Irv Gotti, a music executive who founded Murder Inc. Records with his brother and built a hip-hop empire that produced some of the biggest rap and R&B albums of the early 21st century, has died at 54.

Gotti’s death was confirmed late Wednesday in a statement by Def Jam Recordings, which was the parent label for Murder Inc. when it was founded in 1998, and where he had also worked as an executive. The statement did not give a cause of death, or say when or where he had died.

Murder Inc., which Gotti started with his brother, Chris, helped launch the careers of the rapper Ja Rule and the R&B singer Ashanti, and their success propelled the label to prominence in the late 1990s and early 2000s.

“I’m important in America because of hip-hop,” Gotti said in “The Murder Inc Story,” a BET documentary series released in 2022. “I love hip-hop with a passion.”

Gotti was born Irving Domingo Lorenzo Jr. in Queens on June 26, 1970. His father was a taxi driver, and he was the youngest of eight children, he said in the BET documentary. In his early teens, he said, he played for hours with turntables and a mixer that his siblings got for him, and he started working as a D.J. for parties when he was 15.

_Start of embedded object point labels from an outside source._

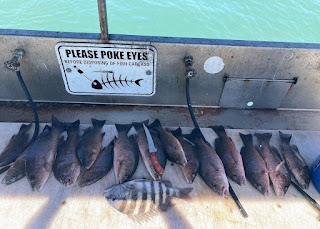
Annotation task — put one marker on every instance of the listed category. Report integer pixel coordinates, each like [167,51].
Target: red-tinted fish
[295,161]
[211,168]
[254,165]
[279,175]
[126,154]
[191,169]
[229,155]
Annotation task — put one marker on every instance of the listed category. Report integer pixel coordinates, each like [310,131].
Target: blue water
[272,20]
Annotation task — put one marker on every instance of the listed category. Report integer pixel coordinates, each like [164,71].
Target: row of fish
[191,152]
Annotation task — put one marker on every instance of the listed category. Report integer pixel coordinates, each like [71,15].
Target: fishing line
[190,72]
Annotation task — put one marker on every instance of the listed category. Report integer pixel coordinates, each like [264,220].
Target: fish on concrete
[229,155]
[211,168]
[191,169]
[42,153]
[145,152]
[126,154]
[90,143]
[16,171]
[170,143]
[254,165]
[100,167]
[141,199]
[16,146]
[278,173]
[296,163]
[66,167]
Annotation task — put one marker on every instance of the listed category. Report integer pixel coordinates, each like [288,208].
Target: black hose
[33,106]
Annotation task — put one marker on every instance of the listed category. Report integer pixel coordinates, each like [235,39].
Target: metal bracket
[14,63]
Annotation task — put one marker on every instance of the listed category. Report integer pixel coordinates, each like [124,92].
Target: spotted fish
[141,199]
[296,163]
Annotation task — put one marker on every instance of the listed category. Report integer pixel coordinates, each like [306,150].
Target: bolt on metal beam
[102,8]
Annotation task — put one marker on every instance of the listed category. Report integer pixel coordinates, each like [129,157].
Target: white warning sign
[108,69]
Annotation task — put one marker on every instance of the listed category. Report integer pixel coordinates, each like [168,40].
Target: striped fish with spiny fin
[141,199]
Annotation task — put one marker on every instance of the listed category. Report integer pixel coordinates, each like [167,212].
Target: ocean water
[272,20]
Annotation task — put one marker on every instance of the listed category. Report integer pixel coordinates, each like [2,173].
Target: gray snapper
[144,150]
[279,175]
[171,144]
[16,146]
[100,167]
[141,199]
[191,169]
[254,165]
[229,155]
[296,163]
[90,143]
[66,167]
[211,168]
[42,153]
[126,154]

Later, he began working as a music producer and talent scout, and he was credited with helping discover the future hip-hop superstars Jay-Z and DMX. He became an A&R executive at Def Jam.

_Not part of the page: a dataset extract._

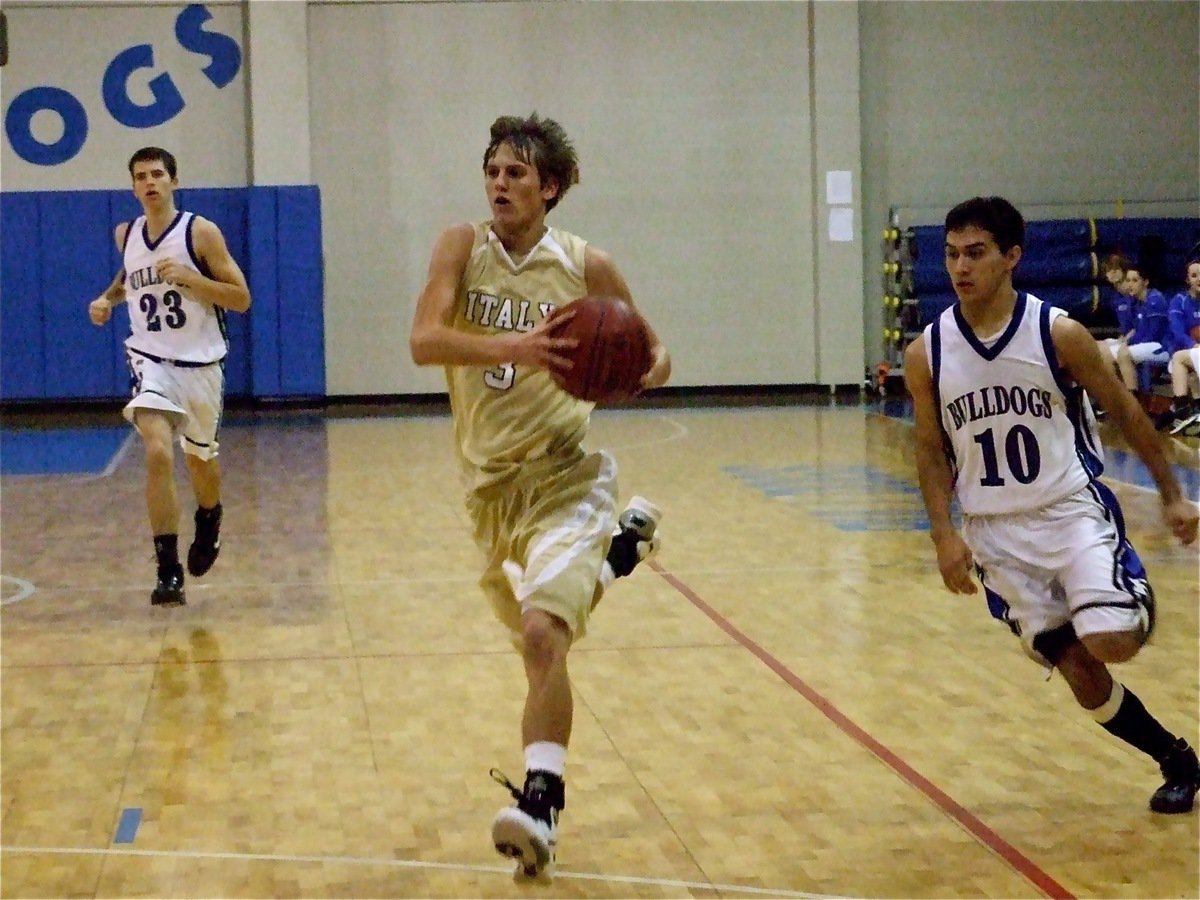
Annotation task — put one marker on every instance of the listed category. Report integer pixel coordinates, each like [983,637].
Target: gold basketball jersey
[510,414]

Gotti was also an executive producer of DMX’s 1998 debut album “It’s Dark and Hell Is Hot,” which debuted at No. 1 on the Billboard 200 chart. He also produced Ja Rule’s 1999 debut album, “Venni Vetti Vecci,” and worked on several successful releases by Ashanti in the early 2000s, cementing his reputation as a hitmaker.

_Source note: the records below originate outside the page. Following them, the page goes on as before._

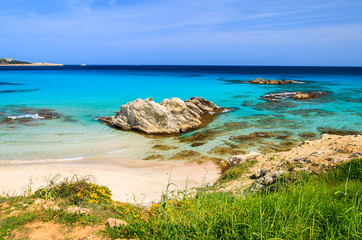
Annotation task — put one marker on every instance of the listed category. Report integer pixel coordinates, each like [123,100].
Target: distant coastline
[33,64]
[11,62]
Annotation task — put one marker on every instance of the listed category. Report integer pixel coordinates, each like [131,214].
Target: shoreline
[144,181]
[31,64]
[135,181]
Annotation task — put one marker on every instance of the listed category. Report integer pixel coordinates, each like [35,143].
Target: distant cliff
[11,62]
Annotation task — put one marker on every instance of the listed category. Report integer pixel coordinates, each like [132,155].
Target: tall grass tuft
[302,207]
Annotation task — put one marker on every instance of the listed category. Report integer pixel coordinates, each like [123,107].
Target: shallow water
[78,95]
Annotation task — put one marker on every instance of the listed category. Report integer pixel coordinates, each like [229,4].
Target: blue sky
[195,32]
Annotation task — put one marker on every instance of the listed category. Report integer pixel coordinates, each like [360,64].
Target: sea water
[81,94]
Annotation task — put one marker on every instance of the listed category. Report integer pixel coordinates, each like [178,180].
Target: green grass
[235,172]
[301,206]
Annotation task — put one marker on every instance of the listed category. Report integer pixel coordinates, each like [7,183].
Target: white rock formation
[168,117]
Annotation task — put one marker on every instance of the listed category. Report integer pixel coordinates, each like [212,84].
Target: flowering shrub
[77,191]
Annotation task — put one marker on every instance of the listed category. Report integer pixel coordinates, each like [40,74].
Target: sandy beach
[134,181]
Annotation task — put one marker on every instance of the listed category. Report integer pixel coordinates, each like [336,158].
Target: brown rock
[171,116]
[113,222]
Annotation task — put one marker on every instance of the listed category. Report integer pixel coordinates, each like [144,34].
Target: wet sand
[134,181]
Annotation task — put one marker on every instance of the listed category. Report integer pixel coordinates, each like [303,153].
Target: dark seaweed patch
[14,116]
[7,83]
[274,106]
[19,91]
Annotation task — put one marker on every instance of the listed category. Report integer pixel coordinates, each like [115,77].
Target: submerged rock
[234,160]
[334,131]
[186,155]
[223,151]
[163,147]
[171,116]
[270,81]
[275,97]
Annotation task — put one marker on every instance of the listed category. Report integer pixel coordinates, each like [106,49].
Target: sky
[183,32]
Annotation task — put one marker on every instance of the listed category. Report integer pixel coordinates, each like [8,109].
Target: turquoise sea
[75,96]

Gotti was credited as a producer on 28 Hot 100 hits, according to Billboard.

With the ascent came scrutiny. In 2003, the F.B.I. and the police raided Murder Inc.’s offices in New York. That was followed by a federal investigation into whether the label was founded with drug money. Gotti faced charges of laundering money for Kenneth McGriff, a convicted gang leader. In an attempt to clean up the image of his label, Gotti dropped “Murder” from its name.

“They had everybody who loved me in corporate America, who felt I was a good guy, distance themselves from me,” he said after his acquittal in 2005. “All while I was saying, ‘I didn’t do this, I didn’t do this,’ and they was like, ‘OK, we’ll wait and see.’”

A list of survivors was not immediately available.